Review of "GENKI (third edition)" from a Japanese's eye #3 『げんき』(第3版)レビュー いち日本人の視点から 第3回

(※Written in Japanese below 下に日本語訳あります)
Hello, Japanese learners. There is a famous Japanese textbook, "GENKI (third edition)." I'm reviewing it on this blog series, and this article is #3 where mainly lesson 3 are discussed. Besides, from #3 Japanese translation of this article is provided with at the end.
Here are contents:
  1. The aim of this blog series
  2. About particles に and へ
  3. About ぜんぜん
  4. Japaneses' view of food
  1. The aim of this blog series
Firstly I'd like to express again the aim of the "GENKI" review blog series, because I have slightly changed in direction. Even if there are few people, I try to report them a simple impression of an ordinary Japanese.
In #1 and #2, I had been eager to complement grammatical explanations of the textbook. But I found myself unable to do it for now. For instance, on the matter of particle は, I had written that は makes a kind of field, as a supplementary explanation of lesson1. But GENKI has a perfect description over は on page 91. Then it is clear to me that until I have read out whole of GENKI I can't give any supplementary explanations. Instead of it, I prefer hanging around and delivering my chats to some enthusiasts of Japanese.
  1. About particles に and へ
The explanations on page 89 and 90 are very interesting to me, which say that you cannot write 日曜日 へ 京都に 行きます for example, because へ doesn't have the function as "the time at which an event takes place." And it may be more confusing beginners that you cannot write 毎晩 に テレビを見ます because 毎晩 doesn't precede particle に. Such kind of things are not being conscious of by typical native Japanese. Accordingly, after mastering Japanese as a second language you will be someone smarter than native Japanese at least linguistically. Many examples may be needed to acquire a good sense of particles に and へ, so in order to grasp the whole picture of Japanese grammar, I may not worry about them so much and go on, if I were you.
  1. About ぜんぜん
Page 91 explains ぜんぜん, claiming that ぜんぜん appears only in negative sentences.
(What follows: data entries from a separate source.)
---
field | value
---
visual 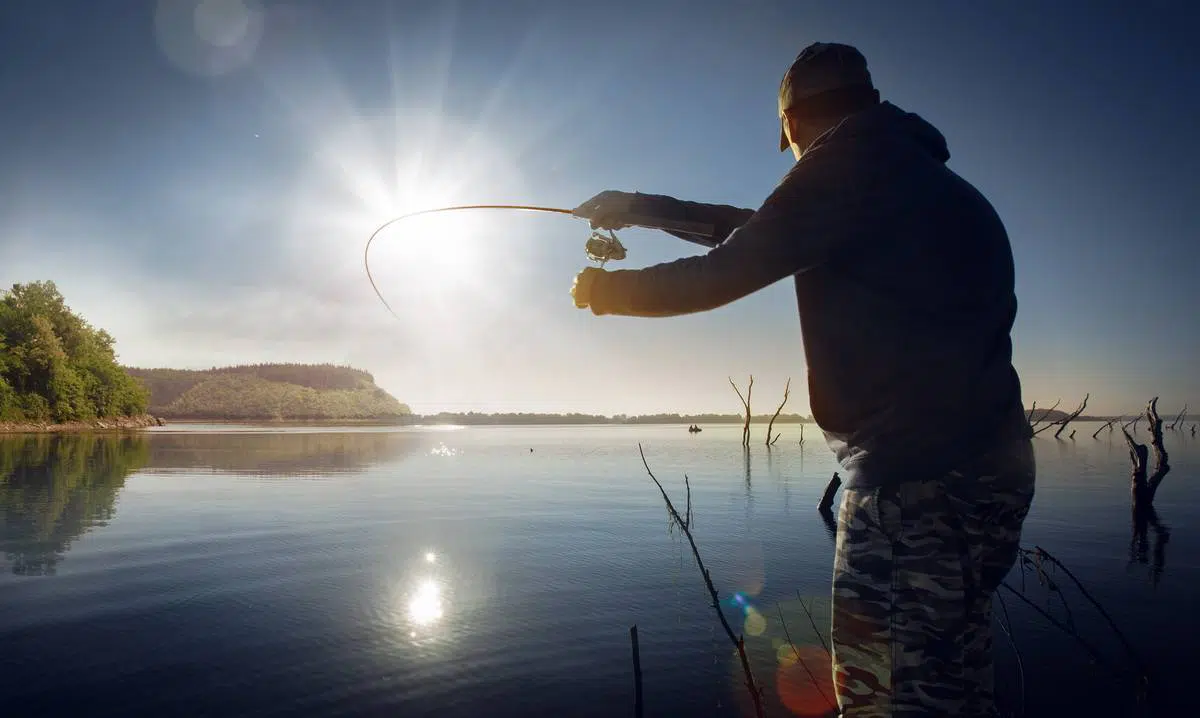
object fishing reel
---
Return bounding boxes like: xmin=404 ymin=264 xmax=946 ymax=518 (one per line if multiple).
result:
xmin=583 ymin=229 xmax=625 ymax=267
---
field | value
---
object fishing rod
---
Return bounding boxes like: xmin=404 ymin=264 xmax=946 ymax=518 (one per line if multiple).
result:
xmin=362 ymin=204 xmax=713 ymax=319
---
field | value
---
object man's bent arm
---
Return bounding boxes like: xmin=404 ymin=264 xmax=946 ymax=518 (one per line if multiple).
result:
xmin=590 ymin=148 xmax=871 ymax=317
xmin=635 ymin=192 xmax=755 ymax=247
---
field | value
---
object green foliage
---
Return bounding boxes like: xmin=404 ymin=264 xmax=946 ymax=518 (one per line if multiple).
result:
xmin=0 ymin=282 xmax=149 ymax=423
xmin=126 ymin=364 xmax=412 ymax=421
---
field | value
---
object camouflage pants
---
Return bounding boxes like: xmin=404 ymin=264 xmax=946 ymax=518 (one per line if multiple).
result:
xmin=832 ymin=441 xmax=1036 ymax=717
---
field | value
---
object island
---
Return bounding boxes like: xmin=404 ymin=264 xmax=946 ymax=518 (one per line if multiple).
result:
xmin=125 ymin=364 xmax=413 ymax=424
xmin=0 ymin=281 xmax=157 ymax=432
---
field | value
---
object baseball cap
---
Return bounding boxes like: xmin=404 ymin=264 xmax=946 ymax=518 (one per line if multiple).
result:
xmin=779 ymin=42 xmax=880 ymax=151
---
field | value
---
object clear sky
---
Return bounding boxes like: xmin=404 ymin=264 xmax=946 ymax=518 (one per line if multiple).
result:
xmin=0 ymin=0 xmax=1200 ymax=413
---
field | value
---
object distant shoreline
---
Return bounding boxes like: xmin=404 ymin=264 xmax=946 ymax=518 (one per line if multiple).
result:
xmin=0 ymin=414 xmax=163 ymax=433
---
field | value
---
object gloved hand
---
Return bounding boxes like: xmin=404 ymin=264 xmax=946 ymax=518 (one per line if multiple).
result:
xmin=571 ymin=190 xmax=646 ymax=229
xmin=571 ymin=267 xmax=604 ymax=309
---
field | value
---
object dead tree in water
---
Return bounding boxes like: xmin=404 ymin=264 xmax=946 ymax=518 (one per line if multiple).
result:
xmin=1031 ymin=394 xmax=1092 ymax=438
xmin=637 ymin=446 xmax=763 ymax=718
xmin=1025 ymin=399 xmax=1062 ymax=433
xmin=1122 ymin=396 xmax=1171 ymax=510
xmin=1122 ymin=397 xmax=1171 ymax=585
xmin=1168 ymin=403 xmax=1188 ymax=431
xmin=730 ymin=375 xmax=754 ymax=448
xmin=1092 ymin=417 xmax=1124 ymax=438
xmin=767 ymin=377 xmax=792 ymax=447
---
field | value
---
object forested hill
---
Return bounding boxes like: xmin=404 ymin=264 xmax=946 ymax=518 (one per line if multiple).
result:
xmin=125 ymin=364 xmax=412 ymax=421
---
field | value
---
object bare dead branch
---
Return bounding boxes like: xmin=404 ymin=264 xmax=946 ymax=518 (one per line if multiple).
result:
xmin=1146 ymin=396 xmax=1171 ymax=502
xmin=1030 ymin=399 xmax=1062 ymax=435
xmin=1021 ymin=546 xmax=1146 ymax=672
xmin=730 ymin=375 xmax=754 ymax=447
xmin=1168 ymin=403 xmax=1188 ymax=431
xmin=796 ymin=588 xmax=833 ymax=656
xmin=767 ymin=377 xmax=792 ymax=447
xmin=1092 ymin=417 xmax=1123 ymax=438
xmin=637 ymin=446 xmax=763 ymax=718
xmin=1054 ymin=393 xmax=1092 ymax=438
xmin=629 ymin=623 xmax=643 ymax=718
xmin=817 ymin=472 xmax=841 ymax=514
xmin=1000 ymin=582 xmax=1112 ymax=670
xmin=775 ymin=603 xmax=838 ymax=708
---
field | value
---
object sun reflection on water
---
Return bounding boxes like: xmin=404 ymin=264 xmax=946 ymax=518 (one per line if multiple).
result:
xmin=408 ymin=579 xmax=444 ymax=627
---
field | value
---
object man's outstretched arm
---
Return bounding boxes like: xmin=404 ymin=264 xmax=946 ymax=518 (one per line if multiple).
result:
xmin=649 ymin=195 xmax=754 ymax=247
xmin=587 ymin=144 xmax=871 ymax=317
xmin=575 ymin=190 xmax=754 ymax=247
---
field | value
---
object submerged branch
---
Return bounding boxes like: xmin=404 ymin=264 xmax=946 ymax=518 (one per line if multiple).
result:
xmin=730 ymin=375 xmax=754 ymax=447
xmin=775 ymin=603 xmax=838 ymax=710
xmin=1146 ymin=396 xmax=1171 ymax=502
xmin=767 ymin=377 xmax=792 ymax=447
xmin=637 ymin=444 xmax=763 ymax=718
xmin=1030 ymin=399 xmax=1062 ymax=435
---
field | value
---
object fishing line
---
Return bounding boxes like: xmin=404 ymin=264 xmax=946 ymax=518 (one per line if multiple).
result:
xmin=362 ymin=204 xmax=714 ymax=319
xmin=362 ymin=204 xmax=576 ymax=319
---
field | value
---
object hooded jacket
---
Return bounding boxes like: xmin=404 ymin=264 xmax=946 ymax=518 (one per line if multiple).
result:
xmin=590 ymin=102 xmax=1028 ymax=489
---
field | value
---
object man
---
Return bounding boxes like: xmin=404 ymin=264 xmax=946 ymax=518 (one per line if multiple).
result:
xmin=572 ymin=43 xmax=1036 ymax=716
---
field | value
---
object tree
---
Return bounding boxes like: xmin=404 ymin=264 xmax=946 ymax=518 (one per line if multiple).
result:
xmin=0 ymin=281 xmax=149 ymax=421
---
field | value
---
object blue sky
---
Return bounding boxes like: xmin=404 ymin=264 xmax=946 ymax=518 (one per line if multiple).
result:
xmin=0 ymin=0 xmax=1200 ymax=413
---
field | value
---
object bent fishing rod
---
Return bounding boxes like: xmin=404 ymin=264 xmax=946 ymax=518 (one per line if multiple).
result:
xmin=362 ymin=204 xmax=714 ymax=319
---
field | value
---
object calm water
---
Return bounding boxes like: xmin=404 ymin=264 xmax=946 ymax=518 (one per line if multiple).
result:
xmin=0 ymin=426 xmax=1200 ymax=717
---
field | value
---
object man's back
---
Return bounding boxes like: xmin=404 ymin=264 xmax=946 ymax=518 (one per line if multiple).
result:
xmin=785 ymin=103 xmax=1027 ymax=486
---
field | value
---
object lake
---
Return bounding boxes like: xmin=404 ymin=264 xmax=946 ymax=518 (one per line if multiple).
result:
xmin=0 ymin=424 xmax=1200 ymax=717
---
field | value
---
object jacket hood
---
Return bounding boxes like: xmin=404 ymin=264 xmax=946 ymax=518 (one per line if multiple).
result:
xmin=809 ymin=102 xmax=950 ymax=163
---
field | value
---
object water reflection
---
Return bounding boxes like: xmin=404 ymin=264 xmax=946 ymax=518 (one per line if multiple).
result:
xmin=0 ymin=435 xmax=150 ymax=576
xmin=1129 ymin=503 xmax=1171 ymax=587
xmin=149 ymin=431 xmax=422 ymax=477
xmin=408 ymin=579 xmax=444 ymax=627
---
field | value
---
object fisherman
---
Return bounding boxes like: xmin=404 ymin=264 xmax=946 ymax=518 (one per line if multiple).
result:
xmin=571 ymin=43 xmax=1036 ymax=716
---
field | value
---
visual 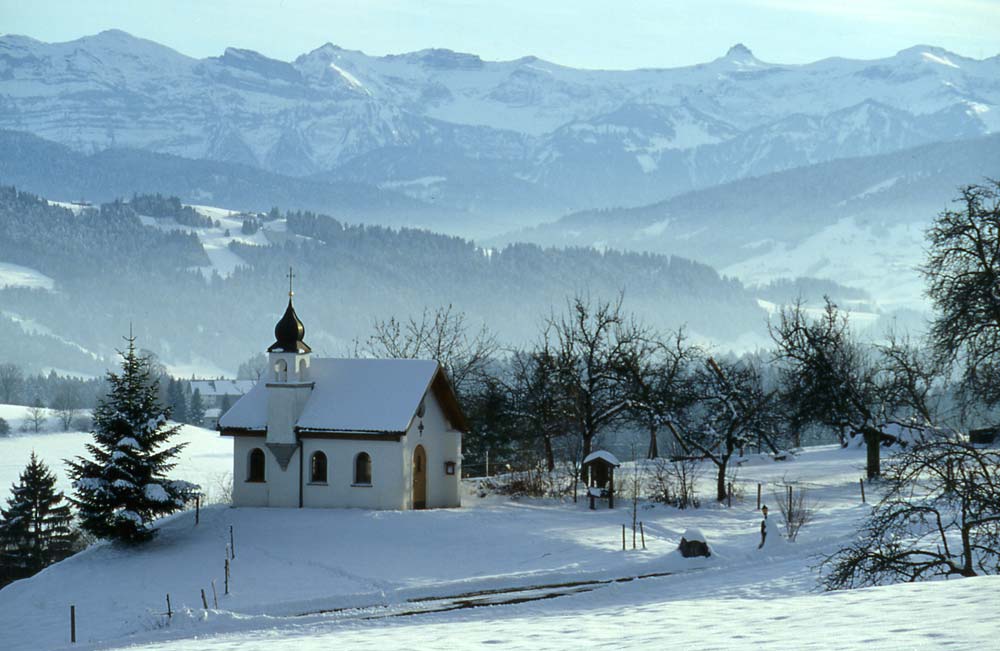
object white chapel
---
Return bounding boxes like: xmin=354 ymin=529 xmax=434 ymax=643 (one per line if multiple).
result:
xmin=219 ymin=291 xmax=467 ymax=509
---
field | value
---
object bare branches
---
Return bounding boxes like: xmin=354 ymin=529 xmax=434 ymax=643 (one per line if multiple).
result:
xmin=824 ymin=438 xmax=1000 ymax=589
xmin=770 ymin=299 xmax=939 ymax=478
xmin=355 ymin=305 xmax=499 ymax=395
xmin=546 ymin=294 xmax=649 ymax=466
xmin=921 ymin=180 xmax=1000 ymax=405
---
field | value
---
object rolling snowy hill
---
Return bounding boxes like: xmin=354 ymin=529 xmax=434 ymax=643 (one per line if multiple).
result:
xmin=0 ymin=445 xmax=1000 ymax=651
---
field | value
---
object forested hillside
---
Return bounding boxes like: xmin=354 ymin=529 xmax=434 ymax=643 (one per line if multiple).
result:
xmin=0 ymin=187 xmax=765 ymax=373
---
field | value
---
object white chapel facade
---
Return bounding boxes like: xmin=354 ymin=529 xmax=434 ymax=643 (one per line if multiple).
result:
xmin=219 ymin=292 xmax=467 ymax=509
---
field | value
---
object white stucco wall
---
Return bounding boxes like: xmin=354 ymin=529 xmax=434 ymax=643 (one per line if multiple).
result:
xmin=233 ymin=389 xmax=462 ymax=509
xmin=404 ymin=391 xmax=462 ymax=509
xmin=302 ymin=438 xmax=405 ymax=509
xmin=233 ymin=436 xmax=299 ymax=508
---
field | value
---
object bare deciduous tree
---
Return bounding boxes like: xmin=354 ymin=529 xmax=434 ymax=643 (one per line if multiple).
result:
xmin=651 ymin=457 xmax=702 ymax=509
xmin=921 ymin=180 xmax=1000 ymax=405
xmin=623 ymin=329 xmax=700 ymax=459
xmin=823 ymin=437 xmax=1000 ymax=590
xmin=669 ymin=357 xmax=776 ymax=502
xmin=547 ymin=295 xmax=649 ymax=468
xmin=773 ymin=489 xmax=816 ymax=542
xmin=770 ymin=299 xmax=937 ymax=478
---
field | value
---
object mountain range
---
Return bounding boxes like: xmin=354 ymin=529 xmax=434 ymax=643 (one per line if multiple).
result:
xmin=0 ymin=31 xmax=1000 ymax=234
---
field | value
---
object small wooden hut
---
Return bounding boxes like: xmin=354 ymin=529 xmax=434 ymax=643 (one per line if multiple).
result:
xmin=583 ymin=450 xmax=622 ymax=509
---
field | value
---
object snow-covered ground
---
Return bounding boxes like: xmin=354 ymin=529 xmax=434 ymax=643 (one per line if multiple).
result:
xmin=0 ymin=428 xmax=1000 ymax=651
xmin=0 ymin=405 xmax=233 ymax=502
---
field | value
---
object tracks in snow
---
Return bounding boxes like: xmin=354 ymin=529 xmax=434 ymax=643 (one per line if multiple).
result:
xmin=298 ymin=570 xmax=697 ymax=620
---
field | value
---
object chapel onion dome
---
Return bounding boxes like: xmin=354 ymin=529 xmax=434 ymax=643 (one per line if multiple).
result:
xmin=267 ymin=296 xmax=312 ymax=353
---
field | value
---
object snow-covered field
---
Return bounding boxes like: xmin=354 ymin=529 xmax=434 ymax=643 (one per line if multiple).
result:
xmin=0 ymin=428 xmax=1000 ymax=651
xmin=0 ymin=405 xmax=233 ymax=504
xmin=0 ymin=262 xmax=55 ymax=290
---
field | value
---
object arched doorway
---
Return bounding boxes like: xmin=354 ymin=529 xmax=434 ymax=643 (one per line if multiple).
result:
xmin=413 ymin=445 xmax=427 ymax=509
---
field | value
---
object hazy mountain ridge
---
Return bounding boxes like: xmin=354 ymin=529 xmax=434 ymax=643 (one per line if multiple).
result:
xmin=0 ymin=188 xmax=820 ymax=374
xmin=508 ymin=134 xmax=1000 ymax=308
xmin=0 ymin=130 xmax=468 ymax=228
xmin=0 ymin=31 xmax=1000 ymax=226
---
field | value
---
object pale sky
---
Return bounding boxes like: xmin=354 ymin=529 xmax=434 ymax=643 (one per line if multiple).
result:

But in actual Japanese conversations ぜんぜん is often used in affimative sentences. This change of usage occured not so long ago, so in formal documents we cannot use ぜんぜん in affimative sentences. But in order to show how strongly we think of something, ぜんぜん in affimative sentences ranks high among ways of speaking.
  1. Japaneses' view of food
In advance please let me point out that there is a problem in dialogue II (page 82), 晩ご飯は?食べません. Which is true, Mary will not eat out so need supper home, or she will eat out so not need supper home? This ambiguity seems fatal as a textbook, I think.
Furthermore, these phrases reveal a cultral difference which may be far more important. Even if host mother doesn't ask the question, shouldn't Mary tell host mother whether she will eat out or not beforehand? I don't mention not only host mother's trouble but also food loss, which I think many Japanese people don't like. How am I explain it? For example, in restaurants I frequently come across people who order reduce the amount of rice by half, because otherwise they couldn't eat all. Attention please that the purpose of the order is not saving money because reducing rice doesn't lower the price, but purely avoiding food loss. Simply they don't want to leave food. Quite a few people have been taught in their childhood that a god lives in each grain of rice, and many people (including me) think it's true from an ethical standpoint. So, after mastaring Japanese I hope Mary share the feeling to cherish food and avoid food loss together.
『げんき』(第3版)レビュー いち日本人の視点から 第3回
  1. このブログシリーズの狙い
  2. 「に」と「は」について
  3. 「ぜんぜん」について
  4. 日本人の食べ物に対する意識
  1. このブログシリーズの狙い
  1. 「に」と「は」について
89ページと90ページの説明はとても興味深く読みました。例えば「日曜日 へ 京都に行きます。」とは書けない、なぜなら「へ」は「その出来事が起きた時間」を示すという機能は持っていないから、などという記述がありました。また、「毎晩 に テレビを見ます」とも書けない、なぜなら「毎晩」という単語は「に」を伴わないから、などというのはさらに日本語初学者を混乱させる箇所かもしれません。このような事柄は、典型的な日本人には意識もされていません。ということは結果的に、あなたが第二言語として日本語を習得したら、あなたは少なくとも言語学的な面で、日本人より優れた存在になることでしょう。「に」や「へ」についての適切な感覚を身につけるには多くの例(に触れること)が必要かもしれません、だから、日本語文法の全体像を把握するためには、もし私だったら、あまり「に」や「へ」にこだわりすぎず、先に進むかもしれません。